I’m sure my good friends know who the song is about and I won’t name names but yeah, real life. Real girl. Some of the details changed a bit, but Waterville is a real town near where we grew up and we really met on a bus in 2nd grade.
Stoli: If you were to do a full blown music video for one song what would that song be and how would that look?
L: We are actually shooting one but I haven’t been told which one yet. I’d love to see Friend of the Bride get done but I think that all of the songs really lend themselves to a story-telling, cinematic video. We’ve talked about doing “Jackin’ it Up” where the big monster trucks drive down South Beach in Miami, but I would imagine there are some permits required for that…
Stoli: Country music is really gone mainstream with acts like Thomas Rhett, Jason Aldean, Zac Brown, etc. How do you see Havala fitting in and what makes the genre resonate with so many fans?
L: I honestly don’t know where we will fit in but I know we are a fan of all those artists. So much great music is being written now, we just want to be a part of it. The genre isn’t as import to us as being known for having great songs. Personally, I just write the song, sometimes it comes out rock, sometimes it comes out country and sometimes it’s something else. And that’s ok with me as long as it’s a great song.
I think what is resonating with fans now is what is real. So many of these artists are coming from the same background as the fans. They understand working all week and wanting to do nothing all weekend. They really want to just hang out with their friends and have a drink and chill. Kids, cars, love – nouns. That’s real life. People can relate to that.
Stoli: How much time per week is spent on the band and do you also have work/family as well?
L: We are not like a normal local band that works during the day then gets together at night to practice. All of us live in different cities and have our own businesses/hobbies since our previous touring bands that everyone is kinda known for.
Scott rebuilds engines & works on cars, BG works on his Audio/video business, Ben is constantly busy recording and I create art and work with other artists.
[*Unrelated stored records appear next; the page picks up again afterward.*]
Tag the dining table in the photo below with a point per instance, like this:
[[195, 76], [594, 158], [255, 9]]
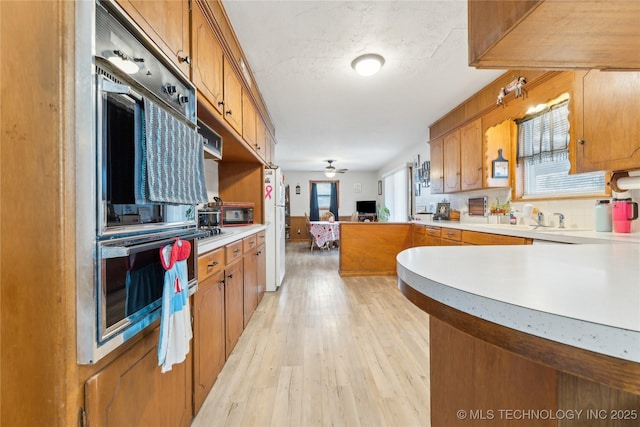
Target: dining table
[[325, 233]]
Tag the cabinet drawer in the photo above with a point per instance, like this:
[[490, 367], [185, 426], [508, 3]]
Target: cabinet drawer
[[451, 234], [249, 243], [477, 238], [233, 251], [432, 231], [210, 263]]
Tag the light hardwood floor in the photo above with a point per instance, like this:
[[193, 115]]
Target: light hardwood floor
[[326, 351]]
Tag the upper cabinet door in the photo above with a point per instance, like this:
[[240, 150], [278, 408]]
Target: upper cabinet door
[[471, 156], [552, 34], [437, 169], [232, 98], [452, 162], [248, 121], [167, 24], [607, 125], [207, 61]]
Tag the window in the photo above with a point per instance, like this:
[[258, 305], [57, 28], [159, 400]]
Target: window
[[323, 197], [543, 156]]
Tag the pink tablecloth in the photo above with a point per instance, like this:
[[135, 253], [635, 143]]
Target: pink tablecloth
[[325, 232]]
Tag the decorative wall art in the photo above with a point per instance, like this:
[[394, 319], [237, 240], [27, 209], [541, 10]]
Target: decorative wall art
[[500, 166]]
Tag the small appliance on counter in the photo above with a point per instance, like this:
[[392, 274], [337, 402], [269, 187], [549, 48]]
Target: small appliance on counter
[[442, 211]]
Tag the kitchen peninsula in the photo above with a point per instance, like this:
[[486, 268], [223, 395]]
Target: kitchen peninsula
[[544, 327]]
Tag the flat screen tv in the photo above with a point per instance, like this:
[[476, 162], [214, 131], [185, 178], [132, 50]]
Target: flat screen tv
[[366, 206]]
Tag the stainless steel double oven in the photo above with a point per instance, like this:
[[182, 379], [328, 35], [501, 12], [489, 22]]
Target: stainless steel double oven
[[122, 294]]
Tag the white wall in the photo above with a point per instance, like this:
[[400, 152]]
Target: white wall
[[368, 183]]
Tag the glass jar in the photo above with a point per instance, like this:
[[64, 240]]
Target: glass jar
[[603, 215]]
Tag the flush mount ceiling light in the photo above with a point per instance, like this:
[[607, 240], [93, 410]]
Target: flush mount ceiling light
[[368, 64]]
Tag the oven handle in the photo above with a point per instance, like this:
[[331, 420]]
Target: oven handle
[[119, 251], [112, 87]]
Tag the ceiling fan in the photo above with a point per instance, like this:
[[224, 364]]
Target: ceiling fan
[[331, 170]]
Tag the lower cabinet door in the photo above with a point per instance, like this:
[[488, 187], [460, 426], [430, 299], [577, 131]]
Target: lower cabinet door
[[131, 390], [208, 336], [233, 304]]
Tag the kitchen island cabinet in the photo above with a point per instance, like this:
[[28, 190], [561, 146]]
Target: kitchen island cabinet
[[554, 328]]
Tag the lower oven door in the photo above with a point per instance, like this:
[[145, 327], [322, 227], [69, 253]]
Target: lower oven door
[[129, 284]]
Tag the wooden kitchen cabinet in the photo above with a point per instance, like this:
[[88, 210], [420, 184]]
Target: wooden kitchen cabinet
[[436, 155], [232, 97], [451, 162], [554, 34], [207, 72], [477, 238], [249, 132], [250, 275], [131, 391], [262, 265], [450, 237], [471, 156], [233, 295], [208, 325], [607, 135], [167, 24], [261, 140]]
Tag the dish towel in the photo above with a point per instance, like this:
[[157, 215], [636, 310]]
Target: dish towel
[[175, 318], [173, 164]]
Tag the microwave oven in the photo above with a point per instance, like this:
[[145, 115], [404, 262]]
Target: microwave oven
[[234, 214]]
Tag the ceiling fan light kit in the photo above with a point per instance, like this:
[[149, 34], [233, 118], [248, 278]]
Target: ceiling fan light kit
[[368, 64]]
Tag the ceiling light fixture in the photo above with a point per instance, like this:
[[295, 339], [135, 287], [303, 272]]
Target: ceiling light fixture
[[368, 64], [330, 171]]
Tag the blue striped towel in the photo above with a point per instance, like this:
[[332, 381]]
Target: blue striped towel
[[174, 159]]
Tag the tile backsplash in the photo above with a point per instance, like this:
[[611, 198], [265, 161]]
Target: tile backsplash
[[578, 213]]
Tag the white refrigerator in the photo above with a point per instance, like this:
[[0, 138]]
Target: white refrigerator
[[274, 199]]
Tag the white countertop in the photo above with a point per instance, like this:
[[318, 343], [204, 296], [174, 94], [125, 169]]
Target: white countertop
[[229, 235], [586, 296], [549, 234]]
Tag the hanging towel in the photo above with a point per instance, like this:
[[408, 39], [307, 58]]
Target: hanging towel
[[175, 318], [174, 159]]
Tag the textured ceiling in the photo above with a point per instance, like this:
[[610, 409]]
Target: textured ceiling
[[300, 53]]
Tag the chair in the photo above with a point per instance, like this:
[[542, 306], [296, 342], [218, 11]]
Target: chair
[[328, 216]]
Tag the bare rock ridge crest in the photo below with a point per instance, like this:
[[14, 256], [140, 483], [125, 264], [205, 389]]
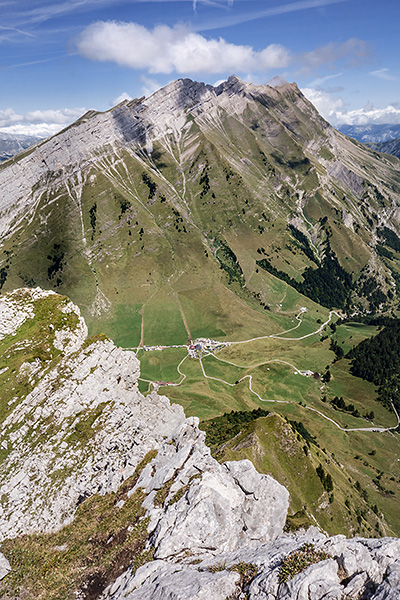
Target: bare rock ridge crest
[[78, 426], [129, 187]]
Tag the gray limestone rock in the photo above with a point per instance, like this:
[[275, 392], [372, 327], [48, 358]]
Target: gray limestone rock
[[5, 566]]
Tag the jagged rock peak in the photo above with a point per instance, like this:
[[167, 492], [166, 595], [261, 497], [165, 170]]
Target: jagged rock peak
[[79, 426]]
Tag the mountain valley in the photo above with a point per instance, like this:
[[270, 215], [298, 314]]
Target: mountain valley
[[247, 254]]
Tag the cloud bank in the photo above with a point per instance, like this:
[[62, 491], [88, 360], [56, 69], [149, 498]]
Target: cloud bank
[[41, 123], [166, 50], [334, 111]]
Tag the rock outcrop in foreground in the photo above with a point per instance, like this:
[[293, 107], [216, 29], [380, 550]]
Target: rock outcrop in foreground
[[76, 425]]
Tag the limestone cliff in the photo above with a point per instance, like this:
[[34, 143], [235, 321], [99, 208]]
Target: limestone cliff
[[77, 426]]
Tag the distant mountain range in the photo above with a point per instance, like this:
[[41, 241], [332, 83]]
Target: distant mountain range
[[11, 144], [371, 133], [175, 201]]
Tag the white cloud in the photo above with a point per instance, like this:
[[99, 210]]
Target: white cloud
[[327, 106], [383, 74], [165, 50], [41, 123], [334, 111], [389, 115], [350, 53]]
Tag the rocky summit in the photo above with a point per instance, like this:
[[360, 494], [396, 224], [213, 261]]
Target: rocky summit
[[109, 494], [163, 204]]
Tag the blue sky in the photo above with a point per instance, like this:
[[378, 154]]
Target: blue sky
[[60, 58]]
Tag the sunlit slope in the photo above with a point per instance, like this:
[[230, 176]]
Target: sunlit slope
[[152, 216]]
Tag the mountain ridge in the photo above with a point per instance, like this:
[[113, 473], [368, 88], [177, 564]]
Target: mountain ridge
[[256, 142], [154, 514]]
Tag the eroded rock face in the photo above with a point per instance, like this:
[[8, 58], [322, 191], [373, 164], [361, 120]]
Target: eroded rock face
[[84, 426], [77, 425], [373, 579]]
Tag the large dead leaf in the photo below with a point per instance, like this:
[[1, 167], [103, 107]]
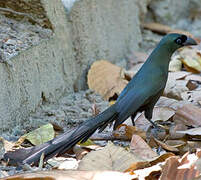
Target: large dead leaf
[[188, 115], [192, 96], [176, 84], [148, 168], [111, 157], [106, 79], [70, 175], [40, 135], [175, 64], [128, 131], [159, 113], [8, 146], [193, 132], [141, 148], [166, 146], [180, 168], [191, 58]]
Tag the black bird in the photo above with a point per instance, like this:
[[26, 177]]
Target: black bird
[[141, 94]]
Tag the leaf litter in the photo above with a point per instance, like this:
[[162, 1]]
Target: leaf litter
[[178, 112]]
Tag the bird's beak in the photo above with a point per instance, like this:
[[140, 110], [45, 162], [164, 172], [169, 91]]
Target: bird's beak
[[190, 42]]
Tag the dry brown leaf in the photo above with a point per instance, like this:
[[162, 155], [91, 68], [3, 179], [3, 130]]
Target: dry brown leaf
[[129, 131], [71, 175], [173, 131], [79, 152], [8, 146], [191, 85], [193, 132], [111, 157], [106, 79], [166, 146], [63, 163], [139, 147], [180, 168], [194, 97], [176, 84], [137, 57], [175, 64], [191, 58], [188, 115], [156, 27], [171, 103], [159, 113], [193, 77], [152, 172]]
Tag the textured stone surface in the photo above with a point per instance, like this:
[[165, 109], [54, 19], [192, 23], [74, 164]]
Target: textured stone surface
[[91, 30], [106, 29], [169, 11]]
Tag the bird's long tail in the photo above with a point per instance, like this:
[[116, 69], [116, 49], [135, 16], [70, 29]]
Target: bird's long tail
[[63, 142]]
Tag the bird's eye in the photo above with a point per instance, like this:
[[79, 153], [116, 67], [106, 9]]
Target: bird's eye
[[181, 40]]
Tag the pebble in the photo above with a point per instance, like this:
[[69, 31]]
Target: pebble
[[16, 36]]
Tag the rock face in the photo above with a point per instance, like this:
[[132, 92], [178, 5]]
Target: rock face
[[91, 30], [169, 11], [42, 72], [106, 29]]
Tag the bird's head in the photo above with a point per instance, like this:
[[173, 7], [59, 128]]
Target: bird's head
[[174, 41]]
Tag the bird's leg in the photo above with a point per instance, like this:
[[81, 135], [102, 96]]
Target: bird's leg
[[132, 118], [148, 114]]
But recently, we are starting to focus more on Havala. Only one of us has kids so the families are very understanding.
We get together for recording, rehearsing & live stuff and then work like a small label when we are home. We do all the social media, promotion and distribution. That is slowly evolving into all of our first jobs as we get closer to releasing the CD.
Stoli: Does it bother you that music fans can stream all music for $0 on YouTube, Spotify, etc and how can bands/artists supplement lost revenues elsewhere?
L: We never went into this with the thought of making money. So when we make anything, it’s a blessing. No one is going to practice for hours in his/her room for money, it has to be for something deeper, or more substantial. I think for most artists that’s true. Creative minds find creative ways and the cream will rise to the top.
Some of the better ideas that I’ve seen for bands to make money are creating comic books, pledge music and of course the tip jar. I like the pledge music option because it creates a bunch of ways to raise the money at different levels – Signed instruments, personal performances, band experiences. I think that is a great way to promote the band while making money.
Stoli: What does music provide your life like nothing else spiritually, mentally, & physically?
L: Creating music for me, is something that just happens. I constantly hear melodies, lyrics & music. I think whenever that happens, I have to get it out. I have to share it. When it’s right, a song will finish itself, like following your inner voice. Those are the days that I feel like I have achieved something. Maybe it’s my art school background or my workaholic nature but I always feel guilty if I’m not accomplishing something. When I finish a song, it’s a good day.
Stoli: What is coming up for Havala and where you @ online?
We have 3 songs available now online but the whole EP will be released July 18th. We are going into the studio in a few weeks to mix another 6 songs and record a couple new ones as well as shoot a new video.